Towards the end, during a discussion of using potentially-problematic metaphors to recruit supporters to one's cause (pandering to the mainstream), one audience member described how she compared one rights movement—I forget which—to religious-expression rights when recruiting people over the phone using the logic that both are choices rather than intrinsic characteristics, and our acceptance of religious-expression rights should lead us—or at least the caller—to accept rights for other choice-based contingents. I mentally chewed on that for the rest of the session; as I added in the twitter conversation, I question the idea that religion is entirely a matter of choice. I think religion, like gender, is a combination of performance, "given" identity, and internal personal identity. I can't choose to believe in a particular god any more than I can choose to feel myself to be a particular gender, although I can perform either if I choose. Thoughts?

Saturday

On Saturday morning, the con panels had to compete with the Dane County Farmers' Market around the corner. Asparagus and rhubarb were abundant, as were cheddar cheese, morrels and other mushrooms, and baked goods. I bought pickled green tomatoes and cucumbers, spicy toffee, cheese curds, blue cheese, chipotle and extra-sharp cheddar cheeses, a quarter pound of morrels, blueberry rhubarb jam, a gourd out of which to carve a sumitori (charcoal basket) like one of these, Ranunculus flowers, goldenrod vinegar, rye bread, a strawberry-rhubarb turnover, a cheese empanada, a chocolate chip scone, and a chocolate-and-cream-cheese muffin. I know. I don't regret any of it.

But back to the con...

Whose Dystopia? Freedom-to Versus Freedom-from

Genre dystopian novels frequently feature either totalitarian government (1984, A Handmaid's Tale) or a lack of effective government (Neuromancer, Parable of the Sower). This echoes a broader conflict in activist communities, between those who see rules as necessary protection and those who see rules most frequently employed by oppressive institutions. What books have explored that tension, rather than the two extremes? What lessons can we draw from dystopian fiction to improve our communities?
I arrived late for this panel, in time for some conversation about how amazingly little utopian fiction has been written in the past few decades. One of the panelists mentioned having a page of recommended dystopian reading, but I forgot to find out how to get a copy of it.

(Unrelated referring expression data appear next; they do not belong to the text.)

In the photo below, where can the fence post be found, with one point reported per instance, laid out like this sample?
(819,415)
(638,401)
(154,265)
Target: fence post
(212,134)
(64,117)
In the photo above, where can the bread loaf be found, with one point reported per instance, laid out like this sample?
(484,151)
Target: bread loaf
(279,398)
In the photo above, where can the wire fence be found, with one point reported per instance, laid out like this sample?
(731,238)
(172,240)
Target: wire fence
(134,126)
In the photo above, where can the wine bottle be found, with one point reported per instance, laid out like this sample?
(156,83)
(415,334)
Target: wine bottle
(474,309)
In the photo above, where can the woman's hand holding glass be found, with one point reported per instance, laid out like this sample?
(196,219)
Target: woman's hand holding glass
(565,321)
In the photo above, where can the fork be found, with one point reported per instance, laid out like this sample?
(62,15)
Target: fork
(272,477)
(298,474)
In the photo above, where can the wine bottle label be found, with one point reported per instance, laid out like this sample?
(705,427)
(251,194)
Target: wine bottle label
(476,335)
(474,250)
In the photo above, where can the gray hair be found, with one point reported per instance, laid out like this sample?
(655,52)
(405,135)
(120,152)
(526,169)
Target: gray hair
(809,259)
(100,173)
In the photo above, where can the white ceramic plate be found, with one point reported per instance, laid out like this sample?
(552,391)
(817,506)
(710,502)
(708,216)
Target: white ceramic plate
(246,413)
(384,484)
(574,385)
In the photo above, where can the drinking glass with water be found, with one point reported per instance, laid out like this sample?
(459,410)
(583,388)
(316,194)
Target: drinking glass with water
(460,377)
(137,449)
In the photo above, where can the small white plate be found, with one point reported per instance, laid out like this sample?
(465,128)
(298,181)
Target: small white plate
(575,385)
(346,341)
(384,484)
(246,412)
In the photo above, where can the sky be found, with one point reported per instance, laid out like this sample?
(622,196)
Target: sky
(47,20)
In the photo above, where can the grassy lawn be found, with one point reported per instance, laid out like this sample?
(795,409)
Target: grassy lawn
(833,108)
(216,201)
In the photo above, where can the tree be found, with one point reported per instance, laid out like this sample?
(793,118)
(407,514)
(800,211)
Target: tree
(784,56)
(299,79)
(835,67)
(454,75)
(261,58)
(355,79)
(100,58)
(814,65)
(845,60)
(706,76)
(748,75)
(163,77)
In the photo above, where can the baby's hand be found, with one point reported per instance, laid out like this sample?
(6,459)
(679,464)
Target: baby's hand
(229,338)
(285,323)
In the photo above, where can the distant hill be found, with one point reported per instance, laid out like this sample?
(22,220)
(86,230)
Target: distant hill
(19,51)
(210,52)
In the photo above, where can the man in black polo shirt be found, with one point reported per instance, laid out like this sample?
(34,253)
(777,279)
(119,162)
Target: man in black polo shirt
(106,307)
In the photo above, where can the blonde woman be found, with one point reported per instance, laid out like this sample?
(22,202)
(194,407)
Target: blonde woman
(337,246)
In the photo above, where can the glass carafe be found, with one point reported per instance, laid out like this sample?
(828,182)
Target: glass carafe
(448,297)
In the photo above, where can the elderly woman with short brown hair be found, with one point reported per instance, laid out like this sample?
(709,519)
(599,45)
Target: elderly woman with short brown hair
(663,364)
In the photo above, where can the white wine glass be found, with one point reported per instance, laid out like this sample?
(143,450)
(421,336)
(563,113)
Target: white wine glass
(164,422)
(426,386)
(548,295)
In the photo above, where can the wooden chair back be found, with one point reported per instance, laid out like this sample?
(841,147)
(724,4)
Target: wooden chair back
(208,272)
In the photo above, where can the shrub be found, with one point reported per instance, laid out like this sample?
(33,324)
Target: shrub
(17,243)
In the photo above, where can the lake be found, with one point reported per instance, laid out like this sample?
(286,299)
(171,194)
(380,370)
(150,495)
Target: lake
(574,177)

Unrelated to the panel itself, this is when I started noticing that the number of people doing fibercraft in any given room reliably and significantly outnumbered the number of people with open laptops. I got quite a bit of sashiko stitching done and found, as I later heard someone comment of themselves, that if anything it helped focus my attention on what was being said. At work I've heard about a fairly high-level male manager who does some kind of fibercraft during long meetings, and even though I haven't seen it in person I'm gratified to hear that someone who is clearly considered competent and influential is modeling this activity.

"Speak To Me in Your Native Language!" And Other Things You Should Never Say To Anyone

Over the past decade the WisCon community has made progress toward creating a more intersectional and inclusive convention, but problems remain. Con-goers are still exposed to othering language and attitudes that make the convention and community feel like an unwelcome place. Let's discuss these problematic situations and what steps the community needs to take to further address these concerns.
Some of this panel was a description of racefail for those, like me, who weren't very familiar with it. As an aside, one of my favorite things about my WisCon experience was how willing panelists and other speakers were to explain possibly-unfamiliar terms, and how that led audience members to feel welcome to raise their hands to ask. In other environments, I tend to cringe when a speaker throws out to an audience a quick and almost disingenuous, "Is everybody familiar with $foo?" before rushing on to their point. I can't remember the last time I was in an environment where any non-$foo-conversant audience member did not suppress the impulse to speak up. As a speaker, unless you have a really good reason to believe your audience would not suppress this impulse, just explain $foo.

If I remember correctly, there was some when-to-just-let-it-go discussion that, for me, draws out a tension between let-the-issue-drop as an imperative issued by people who don't want you to complain so much, and pick-your-battles as a suggestion issued by supporters who don't want you to burn out.

Here's sophy's write-up.

And an important point summarized in the twitstream:

Tiptree Bake Sale

matcha cupcakeThe con hosts a bake sale each year as part of fund-raising for the Tiptree Award, an annual literary prize for science fiction or fantasy that expands or explores our understanding of gender. To contribute, I baked a dozen matcha cupcakes (using Koyama-en's 松柏, of which I have a sizable canister around for demonstrations and such) and ferried them through three airports and two flights without damage. The bake sale organizers sold items in pre-plated pairs, $1/pair, so it was difficult for buyers to know what the options were (bakers had labeled their containers but not each individual item within them) and for me as a curious baker to know how popular my cupcakes were.

Global SF/F

One of the many fabulous features of WisCon is that we share reading suggestions and discuss authors that some people may have not heard of before. It's much easier to discover new or overlooked writers in the US and Great Britain. It's much more difficult to find, read, and discuss authors who write SF/F in its many forms in other parts of the globe. Let's get together and discuss who we know and would recommend and what these authors offer (critically and for entertainment), and especially what some of these authors are doing in the realm of feminist writing.
My lunch outing cut into the first part of this talk. When I arrived, one of the panelists was imploring the audience to learn foreign languages in order to understand non-English-language works in their native glory. Since her experience was with European countries and languages, her examples were full of French and German literature. I presume the part of the session that I missed included more non-Western and non-first-world examples, which I would guess would have more to offer me in terms of perspective expansion. Neither my Japanese nor my Spanish is good enough for reading novels, but I do have that copy of 日本語を読むための七つの物語: Seven Modern Classics in Parallel Text waiting for me to pick it up again.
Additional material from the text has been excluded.